SARS-CoV-2 analysis pipeline for multiplex-PCR MPS(Massive Parrallel Sequencing) data.
This pipeline could accurately and efficiently identify SARS-CoV-2 reads from multiplex PCR sequencing data, and report the infection status of sequencing samples with positive/negative/uncertain label. The pipeline could also get the variant information such as SNP/INDEL and generate the consensus sequence.
May 11, 2020
- Adjust the min depth threshold of freebayes from 100 to 30
- Updated Cut_Multi_Primer.py to save more memory
- Fixed some errors in the HTML report
- Fixed a bug in consensus fasta
May 26, 2020
- Added 'SOAPnuke_param' in the json file,users users can now customize the parameters of SOAPnuke.
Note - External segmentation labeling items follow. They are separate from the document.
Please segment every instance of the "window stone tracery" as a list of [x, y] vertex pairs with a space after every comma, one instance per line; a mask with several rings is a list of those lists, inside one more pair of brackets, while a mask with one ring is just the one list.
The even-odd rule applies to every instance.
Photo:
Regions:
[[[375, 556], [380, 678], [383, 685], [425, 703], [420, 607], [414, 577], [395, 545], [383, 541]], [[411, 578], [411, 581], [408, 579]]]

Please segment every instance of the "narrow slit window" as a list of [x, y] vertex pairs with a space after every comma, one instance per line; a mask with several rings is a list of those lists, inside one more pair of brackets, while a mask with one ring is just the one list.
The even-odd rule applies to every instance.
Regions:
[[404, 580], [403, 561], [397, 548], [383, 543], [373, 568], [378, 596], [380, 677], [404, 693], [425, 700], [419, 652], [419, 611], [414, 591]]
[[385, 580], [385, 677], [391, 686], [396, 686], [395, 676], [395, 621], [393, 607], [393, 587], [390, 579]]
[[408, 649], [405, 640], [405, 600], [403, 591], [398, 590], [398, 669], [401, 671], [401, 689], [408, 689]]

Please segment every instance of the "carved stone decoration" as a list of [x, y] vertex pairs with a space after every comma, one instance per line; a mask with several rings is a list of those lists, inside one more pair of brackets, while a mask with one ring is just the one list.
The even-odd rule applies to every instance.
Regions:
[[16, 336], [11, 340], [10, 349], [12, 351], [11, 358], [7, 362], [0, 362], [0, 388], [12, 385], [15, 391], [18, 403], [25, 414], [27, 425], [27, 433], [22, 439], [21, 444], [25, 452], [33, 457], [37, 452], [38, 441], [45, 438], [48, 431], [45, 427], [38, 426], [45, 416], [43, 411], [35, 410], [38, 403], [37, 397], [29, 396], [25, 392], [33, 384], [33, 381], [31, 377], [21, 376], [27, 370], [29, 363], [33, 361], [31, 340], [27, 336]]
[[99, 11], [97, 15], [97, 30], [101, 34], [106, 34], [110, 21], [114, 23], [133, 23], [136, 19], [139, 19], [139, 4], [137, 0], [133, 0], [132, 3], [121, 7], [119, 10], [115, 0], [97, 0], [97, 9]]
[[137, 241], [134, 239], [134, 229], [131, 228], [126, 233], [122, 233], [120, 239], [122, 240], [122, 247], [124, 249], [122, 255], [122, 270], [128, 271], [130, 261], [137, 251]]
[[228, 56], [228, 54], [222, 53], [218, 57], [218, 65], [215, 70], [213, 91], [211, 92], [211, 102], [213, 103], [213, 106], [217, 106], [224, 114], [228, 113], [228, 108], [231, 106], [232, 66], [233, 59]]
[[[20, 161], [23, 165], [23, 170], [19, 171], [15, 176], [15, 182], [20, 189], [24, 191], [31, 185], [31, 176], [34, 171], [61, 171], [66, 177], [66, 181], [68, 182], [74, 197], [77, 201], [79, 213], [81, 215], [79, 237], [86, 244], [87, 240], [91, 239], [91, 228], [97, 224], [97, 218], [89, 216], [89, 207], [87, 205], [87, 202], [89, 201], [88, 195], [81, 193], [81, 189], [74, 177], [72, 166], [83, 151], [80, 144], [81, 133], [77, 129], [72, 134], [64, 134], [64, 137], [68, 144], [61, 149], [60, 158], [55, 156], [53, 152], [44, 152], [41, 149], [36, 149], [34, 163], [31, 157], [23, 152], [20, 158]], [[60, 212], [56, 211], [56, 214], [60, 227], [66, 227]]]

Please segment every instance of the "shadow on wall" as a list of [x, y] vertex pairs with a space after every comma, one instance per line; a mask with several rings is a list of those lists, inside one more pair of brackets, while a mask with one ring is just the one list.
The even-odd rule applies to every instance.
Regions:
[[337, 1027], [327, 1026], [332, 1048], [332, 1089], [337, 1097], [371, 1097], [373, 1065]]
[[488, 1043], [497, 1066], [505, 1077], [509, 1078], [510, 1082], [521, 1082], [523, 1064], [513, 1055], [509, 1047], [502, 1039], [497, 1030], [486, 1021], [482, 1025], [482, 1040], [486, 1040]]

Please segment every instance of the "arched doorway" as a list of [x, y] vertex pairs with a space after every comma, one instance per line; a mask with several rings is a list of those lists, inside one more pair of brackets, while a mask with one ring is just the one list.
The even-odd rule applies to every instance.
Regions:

- Fixed a bug in consensus fasta,which cause an error during the generation of consensus sequence when there is an INDEL in vcf file.
- Fixed a bug in generate_rem_report.py,which caused Identification.txt to display abnormally in the HTML report.
Jun 2, 2020
- Fixed a bug in Windows.Depth.svg
Jun 8, 2020
- Prepared install.sh, users can install required software by running this script.
- Optimized Cut_Multi_Primer.py, this script only keeps virus reads now, which makes the primer cut step to run more efficiently.
Jun 24, 2020
- Fixed a bug in step6, we use zcat to read .gz files now.
Jul 14, 2020
- Fixed a bug in Cut_Multi_Primer.py
- One sample corresponds to multiple barcodes, pipeline will merge the fastq files.
- Add some statistical result in Identification.txt
Aug 21, 2020
- Apply variant annotation by snpEff
Feb 24, 2021
- Use bwa-mem instead of bwa-aln in alignment
- Update SARS-CoV-2 positive criteria: SARS-CoV-2 reads pct >= 0.1% AND (>= 1X Coverage ) >= 1%
- Update Freebayes version: v1.3.4
May 7, 2021
- Use variant annotation excel instead of VCF file in HTML report
- Optimized depth distribution SVG in HTML report.
- Mark the primer base quality as 0 instead of removing primer sequence
- Update primer sequence information
- Reduce software running time
- Upload a docker version of this software
Before running this pipeline, you need to make sure that several pieces of software and/or modules are installed on the system:
Perl: >=v5.22.0
Python: >=v3.4.3
R: >=v3.3.2
Library for Python3 and R:
- Python3: pysam,pandas,openpyxl
- R: Cairo
Softwares for data quality control:
- seqtk v1.2 (https://github.com/lh3/seqtk)
- SOAPnuke v1.5.6 (https://github.com/BGI-flexlab/SOAPnuke)
Software for alignment and bam file statistics:
- BWA v0.7.16 (https://github.com/lh3/bwa)
- Samtools v1.3 (https://github.com/samtools/samtools)
- bamdst v1.0.6 (https://github.com/shiquan/bamdst)
Software for variant calling:
- freebayes v1.3.0 (https://github.com/ekg/freebayes)
Other required softwares:
- bedtools v2.26.0 (https://bedtools.readthedocs.io/en/latest/)
- bcftools v1.6 (https://github.com/samtools/bcftools/)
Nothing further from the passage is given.